CorvisaCloud, a provider of cloud contact center solutions for enterprises, has unveiled the latest version of its CorvisaOne contact center suite.

A recent study commissioned by CorvisaCloud confirms that customer experience is directly linked to the bottom line of any business. The survey found that, after a negative customer experience, one third (34 percent) of consumers complain or ask for a manager, further elevating a company's expenses.

Negative attitudes cultivated at customer interaction points can bring even more trouble for businesses, as 16 percent of disgruntled consumers tell their friends and family, and 13 percent go so far as to say they will never shop with that company again. 

Conversely, opportunity exists for businesses to create a solid ongoing relationship with customers.
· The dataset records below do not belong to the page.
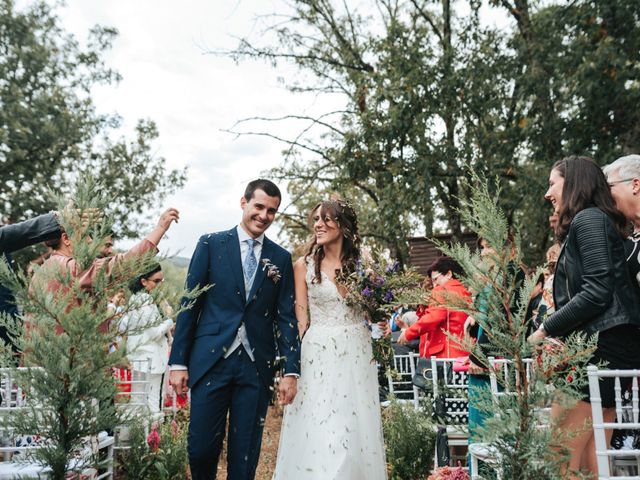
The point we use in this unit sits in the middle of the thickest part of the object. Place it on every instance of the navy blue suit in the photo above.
(234, 385)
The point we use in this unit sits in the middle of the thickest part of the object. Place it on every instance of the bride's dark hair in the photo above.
(345, 217)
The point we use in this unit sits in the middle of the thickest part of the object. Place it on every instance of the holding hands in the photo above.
(287, 389)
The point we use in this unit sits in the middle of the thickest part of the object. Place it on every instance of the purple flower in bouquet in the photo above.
(393, 268)
(153, 439)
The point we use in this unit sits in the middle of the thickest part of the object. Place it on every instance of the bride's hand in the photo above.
(287, 389)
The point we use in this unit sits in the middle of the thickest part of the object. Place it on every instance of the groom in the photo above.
(225, 346)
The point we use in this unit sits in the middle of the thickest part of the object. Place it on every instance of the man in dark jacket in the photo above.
(15, 237)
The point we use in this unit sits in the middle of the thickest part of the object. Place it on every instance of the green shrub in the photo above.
(409, 441)
(166, 459)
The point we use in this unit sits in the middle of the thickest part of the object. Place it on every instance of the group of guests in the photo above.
(591, 285)
(147, 348)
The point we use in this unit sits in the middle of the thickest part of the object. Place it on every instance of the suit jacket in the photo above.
(437, 320)
(206, 330)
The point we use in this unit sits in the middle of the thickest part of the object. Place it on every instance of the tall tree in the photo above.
(428, 87)
(50, 130)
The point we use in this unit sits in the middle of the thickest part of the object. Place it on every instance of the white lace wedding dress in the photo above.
(332, 430)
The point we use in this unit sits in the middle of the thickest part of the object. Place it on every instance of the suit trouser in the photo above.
(232, 386)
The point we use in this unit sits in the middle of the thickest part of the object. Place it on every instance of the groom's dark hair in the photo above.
(267, 186)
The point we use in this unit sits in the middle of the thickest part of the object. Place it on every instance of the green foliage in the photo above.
(426, 87)
(409, 437)
(514, 427)
(66, 336)
(168, 462)
(50, 132)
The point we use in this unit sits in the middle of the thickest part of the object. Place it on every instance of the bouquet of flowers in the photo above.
(378, 286)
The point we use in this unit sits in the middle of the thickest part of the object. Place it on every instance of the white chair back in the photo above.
(400, 378)
(138, 396)
(627, 418)
(503, 377)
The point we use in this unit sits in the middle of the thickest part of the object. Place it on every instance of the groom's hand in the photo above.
(178, 380)
(287, 389)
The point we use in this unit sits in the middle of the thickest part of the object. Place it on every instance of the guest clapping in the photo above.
(438, 320)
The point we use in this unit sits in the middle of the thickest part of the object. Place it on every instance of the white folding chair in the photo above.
(503, 381)
(611, 461)
(137, 400)
(400, 378)
(450, 389)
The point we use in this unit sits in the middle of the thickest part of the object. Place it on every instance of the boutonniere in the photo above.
(272, 271)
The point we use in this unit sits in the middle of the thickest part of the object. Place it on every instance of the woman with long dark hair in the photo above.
(591, 289)
(332, 430)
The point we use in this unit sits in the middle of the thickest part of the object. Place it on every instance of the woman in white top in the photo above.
(148, 338)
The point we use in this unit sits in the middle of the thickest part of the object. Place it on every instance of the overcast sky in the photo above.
(168, 77)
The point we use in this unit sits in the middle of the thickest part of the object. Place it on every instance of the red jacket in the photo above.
(431, 326)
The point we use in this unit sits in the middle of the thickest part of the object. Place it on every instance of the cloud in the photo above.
(193, 97)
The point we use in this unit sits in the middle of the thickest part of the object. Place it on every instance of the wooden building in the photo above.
(422, 251)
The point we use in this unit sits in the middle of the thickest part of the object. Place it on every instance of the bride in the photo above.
(332, 430)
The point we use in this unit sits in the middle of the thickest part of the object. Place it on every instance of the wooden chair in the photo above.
(400, 378)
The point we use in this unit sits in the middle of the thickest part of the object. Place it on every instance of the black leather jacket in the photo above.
(592, 289)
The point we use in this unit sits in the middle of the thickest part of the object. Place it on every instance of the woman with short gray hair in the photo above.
(623, 177)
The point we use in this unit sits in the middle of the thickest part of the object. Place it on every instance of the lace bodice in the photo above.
(326, 306)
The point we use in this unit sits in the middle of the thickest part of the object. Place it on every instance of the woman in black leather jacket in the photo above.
(591, 289)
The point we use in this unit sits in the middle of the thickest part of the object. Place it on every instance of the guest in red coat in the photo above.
(436, 320)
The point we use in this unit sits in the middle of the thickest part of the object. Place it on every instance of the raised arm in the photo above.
(23, 234)
(187, 321)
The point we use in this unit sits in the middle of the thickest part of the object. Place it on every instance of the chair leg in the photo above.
(474, 467)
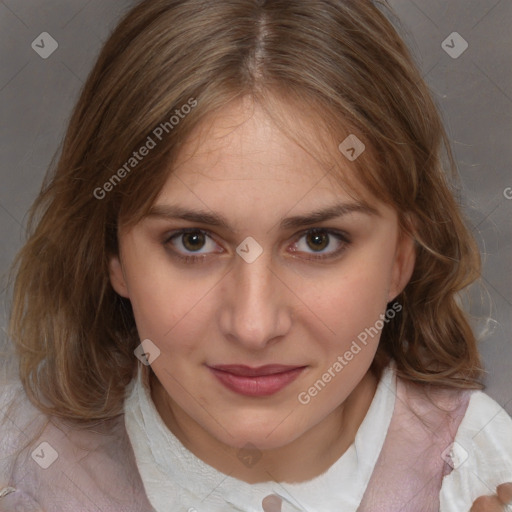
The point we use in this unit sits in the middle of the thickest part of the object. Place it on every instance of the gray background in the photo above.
(473, 91)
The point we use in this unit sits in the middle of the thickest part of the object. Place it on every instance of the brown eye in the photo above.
(317, 240)
(321, 244)
(193, 241)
More than 30 percent of survey participants who have had a positive experience say they give positive feedback to the company and 29 percent will continue to shop with them, perhaps even more frequently. Such positive customer service also encourages customers to sing the praises of the company to their friends and family.

CorvisaOne suite is designed to improve customer experience by eliminating the need to manage multiple different systems. The product is touted as a cost-effective alternative to legacy contact center systems.

Important upgrades in the new version of CorvisaCloud include single screen call campaign management, personal agent call back queues, dynamic long-term 'call nurturing' plans, the ability to support a multi-tenant structure within a single parent tenant, integrated cloud-based PBX (News - Alert) (phone system) functionality and integrated hard phone support.

The new CorvisaCloud also features integration with Salesforce CRM, which, according to the company, helps dynamically sync call data to Salesforce contact records and campaigns, decreasing the amount of time spent on transferring key data and reporting on results by as much as 75 percent.